The Same Wonder
Clearing out the garage, I found a box of my old View Masters and the reels that came with them.
I had an array of reels. Disney classics, the Peanuts, Casper the Friendly Ghost, The Muppets and the National Parks.
I shared them with my kids, eager to see their wonder and delight looking into the viewer at the “stereo” images of cartoon characters, while I read them the corresponding stories.
“When I was your age,” I said, “I would lay on my bed while my mom read the stories to me, and at the end of each paragraph, she would say ‘Ding!,’ which meant I turned the reel to the next picture.”
My boys put the View Master viewers to their eyes and my wife and I each read them separate stories. My sons lost interest in about five minutes.
I knew this was going to happen. They sit in front of computer screens for four hours a day, then switch to iPads, of which the technology exceeds NASA’s Space Shuttle program of the 1980’s.
Of course my kids weren’t going to be amused looking at scratchy, Claymation-like figures in dim light. In their on-line school, they use the exact same Google tools I use to do my work.
While this frightens me, it also gives me hope. When my kids’ teachers send us notes that our boys were not paying attention in Zoom class, and we later find out they were creating links and rooms on their own, I can’t be angered, even though I’m a little embarrassed.
These kids are so far advanced in their adaptation to technology that when they are adults, what they’re doing now will be obsolete. Staring at a screen in a Zoom class will be the View Master technology of 2041.

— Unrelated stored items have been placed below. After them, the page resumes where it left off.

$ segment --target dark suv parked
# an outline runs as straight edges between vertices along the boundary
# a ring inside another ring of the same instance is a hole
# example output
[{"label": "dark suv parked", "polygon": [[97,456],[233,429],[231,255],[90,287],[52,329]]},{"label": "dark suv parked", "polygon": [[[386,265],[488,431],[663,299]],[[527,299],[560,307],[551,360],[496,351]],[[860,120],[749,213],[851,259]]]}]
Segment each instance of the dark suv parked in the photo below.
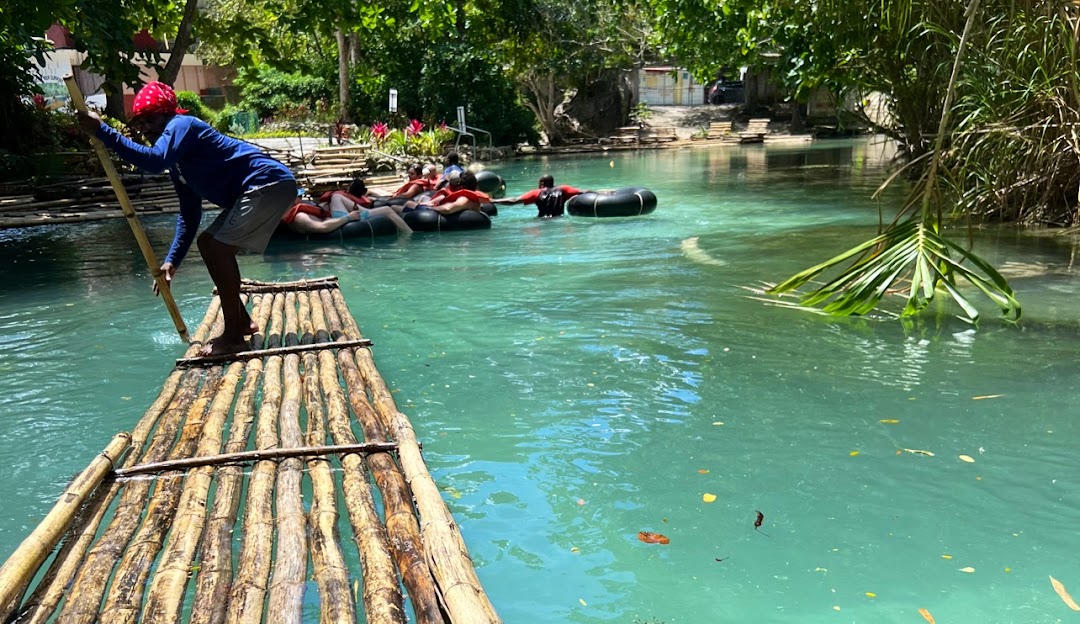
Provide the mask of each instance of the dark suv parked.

My only hope is that they keep their humanity through it all. I hope that they remember empathy and connection, and that they find the same wonder I found looking at Bugs Bunny through a tiny red viewer. Who knows what they think when they open up multiple tabs on their computers? Perhaps it’s the same joy I found looking at the technology of my youth.
Whatever it is, I pray that once they remove their eyes from the screen, they re-embrace what’s right in front of them; the thing that they will forever want to return to when they are adults: their childhood.